Écrivain franco-algérien, enseignant et ancien ambassadeur de France pour la Méditerranée, Karim Amellal travaille depuis de nombreuses années sur les questions d’identités, de discriminations, de mémoires et de relations entre les deux rives de la Méditerranée. Son parcours donne à cette nouvelle réflexion un arrière-plan à la fois littéraire, politique et personnel.

La sortie de « La part algérienne de la France » intervient par ailleurs dans un contexte où les relations franco-algériennes connaissent de nouvelles tensions et où les questions d’immigration, d’identité et de mémoire coloniale continuent de susciter des débats passionnés. Dans une récente intervention consacrée à son livre, Karim Amellal défend justement l’idée que l’Algérie ne peut être réduite à une simple question diplomatique entre les deux pays.

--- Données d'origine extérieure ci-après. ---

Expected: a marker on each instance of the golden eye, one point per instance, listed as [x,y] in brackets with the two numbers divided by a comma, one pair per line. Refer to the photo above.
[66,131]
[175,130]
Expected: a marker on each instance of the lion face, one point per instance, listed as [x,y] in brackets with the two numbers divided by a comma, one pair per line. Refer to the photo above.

Dès lors, le livre ouvre une question qui dépasse largement le seul rapport entre la France et l’Algérie : comment une nation raconte-t-elle une histoire qui est aussi celle d’une partie de sa population ? Et que devient le récit national lorsque l’on accepte d’y intégrer pleinement les héritages, les mémoires et les contributions de celles et ceux venus d’Algérie ?

C’est toute la promesse de cet essai : regarder autrement une histoire commune, sans effacer ses blessures mais sans la réduire à celles-ci. Et peut-être, à travers cette « part algérienne », interroger plus largement ce que la France est devenue.